Une telle action est recevable pour tout copropriétaire dans les cinq ans de la publication du règlement de copropriété au fichier immobilier (article 12 alinéa 1) ou, par le propriétaire d’un lot, avant l’expiration d’un délai de deux ans à compter de la première mutation à titre onéreux de ce lot, intervenue depuis la publication du règlement au fichier immobilier » (article 12 alinéa 1)

2.2 La prescription d’un an de l’action en réduction du prix de vente pour erreur de superficie

L’article 46 de la loi du 10 juillet 1965 a institué l’obligation de mentionner la superficie des lots de copropriété (autres que les garages, caves, emplacement de stationnement ou lot de superficie inférieure à 8 mètres carrés) dans toutes les promesses unilatérales de vente ou d’achat ou tout contrat réalisant ou constatant leur achat.

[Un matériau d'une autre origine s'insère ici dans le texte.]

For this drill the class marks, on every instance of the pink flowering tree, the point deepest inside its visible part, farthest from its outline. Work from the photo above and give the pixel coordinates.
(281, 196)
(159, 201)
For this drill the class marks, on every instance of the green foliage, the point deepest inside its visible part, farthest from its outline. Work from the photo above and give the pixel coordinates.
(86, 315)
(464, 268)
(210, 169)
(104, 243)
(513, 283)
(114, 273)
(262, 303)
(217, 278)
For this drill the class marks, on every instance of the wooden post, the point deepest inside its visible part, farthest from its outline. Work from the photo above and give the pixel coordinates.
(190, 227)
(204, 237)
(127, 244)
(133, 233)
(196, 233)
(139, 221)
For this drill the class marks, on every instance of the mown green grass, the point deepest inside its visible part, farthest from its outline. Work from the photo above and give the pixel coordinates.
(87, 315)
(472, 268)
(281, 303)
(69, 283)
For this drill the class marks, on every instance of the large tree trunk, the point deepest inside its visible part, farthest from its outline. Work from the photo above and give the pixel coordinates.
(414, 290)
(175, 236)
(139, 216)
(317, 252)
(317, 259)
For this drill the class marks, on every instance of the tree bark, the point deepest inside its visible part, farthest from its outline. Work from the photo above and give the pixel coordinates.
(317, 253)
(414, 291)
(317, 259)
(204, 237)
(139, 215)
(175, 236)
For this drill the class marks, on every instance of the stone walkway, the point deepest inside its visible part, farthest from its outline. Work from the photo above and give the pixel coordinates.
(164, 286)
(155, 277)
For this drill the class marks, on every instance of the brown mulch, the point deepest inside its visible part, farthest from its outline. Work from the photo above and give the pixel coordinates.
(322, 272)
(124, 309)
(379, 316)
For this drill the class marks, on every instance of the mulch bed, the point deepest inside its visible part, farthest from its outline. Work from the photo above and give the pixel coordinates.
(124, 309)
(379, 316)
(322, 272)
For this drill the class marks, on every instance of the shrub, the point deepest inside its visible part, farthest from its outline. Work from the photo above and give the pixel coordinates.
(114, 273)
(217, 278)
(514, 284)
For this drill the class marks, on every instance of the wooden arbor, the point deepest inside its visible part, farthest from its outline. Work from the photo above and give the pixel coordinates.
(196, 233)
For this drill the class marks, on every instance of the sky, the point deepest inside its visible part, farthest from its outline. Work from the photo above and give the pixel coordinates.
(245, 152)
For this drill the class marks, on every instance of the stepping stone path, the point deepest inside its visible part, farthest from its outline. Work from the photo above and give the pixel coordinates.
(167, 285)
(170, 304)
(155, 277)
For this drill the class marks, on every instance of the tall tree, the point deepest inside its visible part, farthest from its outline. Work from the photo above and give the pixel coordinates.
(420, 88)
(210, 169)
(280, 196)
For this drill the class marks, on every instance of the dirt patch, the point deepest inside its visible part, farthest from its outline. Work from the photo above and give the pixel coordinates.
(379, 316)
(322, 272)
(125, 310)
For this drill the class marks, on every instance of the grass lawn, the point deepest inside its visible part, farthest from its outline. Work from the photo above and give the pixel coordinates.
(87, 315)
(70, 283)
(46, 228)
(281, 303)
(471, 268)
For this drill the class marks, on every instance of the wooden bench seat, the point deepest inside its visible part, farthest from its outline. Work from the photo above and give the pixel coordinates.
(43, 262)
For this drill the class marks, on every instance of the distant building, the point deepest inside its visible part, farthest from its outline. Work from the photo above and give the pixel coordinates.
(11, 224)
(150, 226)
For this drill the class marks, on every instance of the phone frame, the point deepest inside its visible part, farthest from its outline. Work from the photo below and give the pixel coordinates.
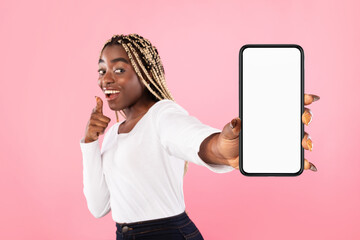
(241, 107)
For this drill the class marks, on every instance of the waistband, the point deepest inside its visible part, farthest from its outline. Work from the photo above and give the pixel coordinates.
(160, 221)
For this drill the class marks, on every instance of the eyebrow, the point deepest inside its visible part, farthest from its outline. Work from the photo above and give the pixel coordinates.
(116, 60)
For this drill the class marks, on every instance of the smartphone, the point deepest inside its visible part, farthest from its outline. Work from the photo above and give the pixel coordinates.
(271, 97)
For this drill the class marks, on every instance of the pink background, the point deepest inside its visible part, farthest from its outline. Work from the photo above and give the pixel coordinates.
(49, 78)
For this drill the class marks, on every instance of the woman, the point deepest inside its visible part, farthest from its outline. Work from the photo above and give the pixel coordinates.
(138, 172)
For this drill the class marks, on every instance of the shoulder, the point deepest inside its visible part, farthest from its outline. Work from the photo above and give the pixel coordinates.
(167, 105)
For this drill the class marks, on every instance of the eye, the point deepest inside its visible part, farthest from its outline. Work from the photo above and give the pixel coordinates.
(119, 70)
(101, 72)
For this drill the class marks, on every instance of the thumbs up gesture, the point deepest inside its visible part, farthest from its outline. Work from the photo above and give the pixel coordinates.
(97, 123)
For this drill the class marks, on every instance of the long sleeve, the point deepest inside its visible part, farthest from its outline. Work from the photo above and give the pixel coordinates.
(182, 134)
(95, 188)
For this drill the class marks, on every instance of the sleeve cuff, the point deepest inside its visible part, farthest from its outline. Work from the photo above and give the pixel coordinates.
(90, 147)
(204, 133)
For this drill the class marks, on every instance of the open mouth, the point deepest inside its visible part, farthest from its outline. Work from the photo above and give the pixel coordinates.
(112, 96)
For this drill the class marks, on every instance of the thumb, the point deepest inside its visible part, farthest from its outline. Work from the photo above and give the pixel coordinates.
(232, 129)
(99, 105)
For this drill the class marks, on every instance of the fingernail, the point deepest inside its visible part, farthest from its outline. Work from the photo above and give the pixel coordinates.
(309, 144)
(308, 117)
(315, 98)
(312, 167)
(233, 123)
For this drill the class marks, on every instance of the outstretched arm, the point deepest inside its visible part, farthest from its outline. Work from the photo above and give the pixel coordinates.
(222, 148)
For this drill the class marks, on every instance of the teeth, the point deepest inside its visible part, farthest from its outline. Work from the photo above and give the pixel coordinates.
(111, 91)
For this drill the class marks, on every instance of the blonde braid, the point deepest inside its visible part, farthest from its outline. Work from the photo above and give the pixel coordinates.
(149, 62)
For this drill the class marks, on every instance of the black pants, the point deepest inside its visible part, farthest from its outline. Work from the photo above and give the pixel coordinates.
(170, 228)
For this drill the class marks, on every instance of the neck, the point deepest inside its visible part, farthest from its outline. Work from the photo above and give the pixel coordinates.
(138, 109)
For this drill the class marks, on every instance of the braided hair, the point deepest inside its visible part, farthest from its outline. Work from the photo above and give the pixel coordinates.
(145, 59)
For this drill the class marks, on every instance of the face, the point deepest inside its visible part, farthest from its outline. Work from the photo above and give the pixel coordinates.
(117, 73)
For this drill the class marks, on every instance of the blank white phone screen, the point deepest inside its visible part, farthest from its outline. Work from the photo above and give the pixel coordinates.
(271, 107)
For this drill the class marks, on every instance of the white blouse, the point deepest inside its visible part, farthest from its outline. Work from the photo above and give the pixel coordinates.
(139, 175)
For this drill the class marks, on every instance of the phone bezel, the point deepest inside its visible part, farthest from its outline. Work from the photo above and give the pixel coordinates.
(241, 107)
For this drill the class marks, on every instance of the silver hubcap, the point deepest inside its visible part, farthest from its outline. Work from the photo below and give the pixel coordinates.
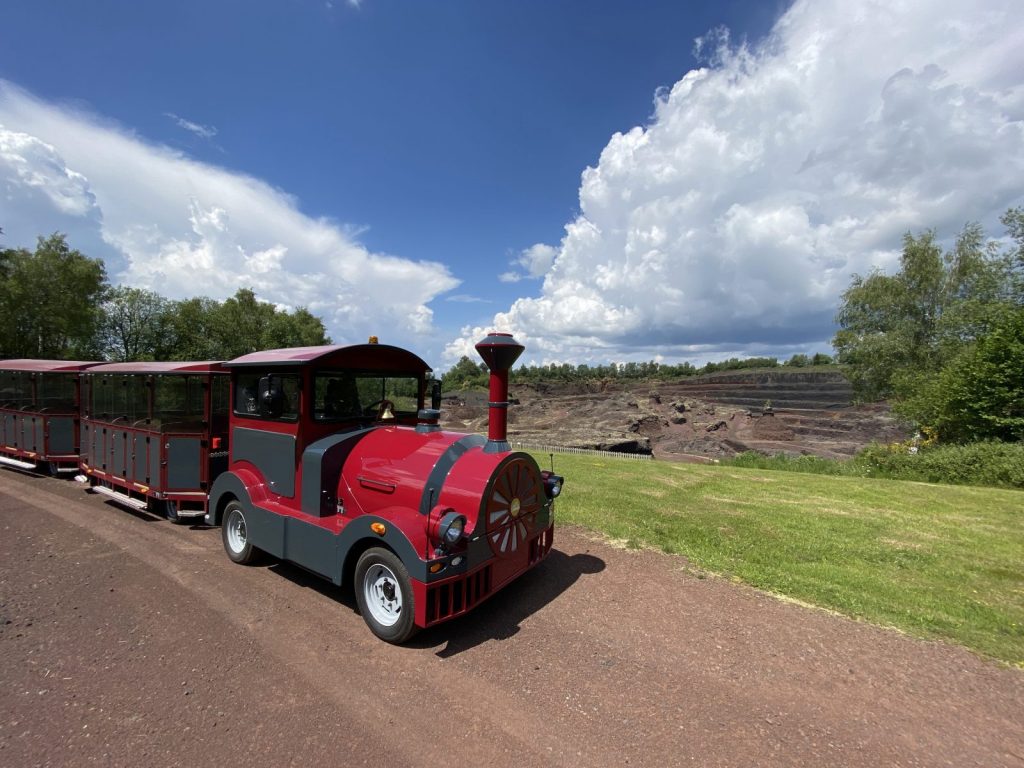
(237, 531)
(383, 595)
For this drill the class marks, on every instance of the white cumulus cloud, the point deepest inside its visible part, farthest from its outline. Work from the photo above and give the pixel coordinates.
(182, 227)
(734, 219)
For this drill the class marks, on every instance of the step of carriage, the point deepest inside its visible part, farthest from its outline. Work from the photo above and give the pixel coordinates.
(16, 463)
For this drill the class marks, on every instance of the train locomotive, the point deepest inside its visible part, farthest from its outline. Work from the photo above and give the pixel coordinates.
(331, 458)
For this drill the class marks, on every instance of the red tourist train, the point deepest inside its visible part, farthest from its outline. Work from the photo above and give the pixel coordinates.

Cet article prévoit que « si la superficie est supérieure de plus d’un vingtième à celle exprimée dans l’acte, le vendeur, à la demande de l’acquéreur, supporte une diminution du prix proportionnelle à la moindre mesure »

Il précise que cette action doit être intentée par l’acquéreur dans un délai d’un an à compter de l’acte authentique constatant la réalisation de la vente, à peine de déchéance.

3. L’imprescriptibilité de l’ordre public

L’article 43 de la loi du 10 juillet 1965 dispose que toutes clauses (du RCP) contraires aux dispositions des articles 1, 1-1, 4, 6 à 37, 41-1 à 42-1 et 46 et celles du décret pris pour leur application sont réputées non écrites.

Or, selon la jurisprudence, toute action visant à faire dire une clause contraire à l’ordre public est imprescriptible. De ce fait que ce soit en demande ou en défense, un copropriétaire peut toujours relever la non-conformité d’une clause du RCP pour demander au juge de la dire non écrite.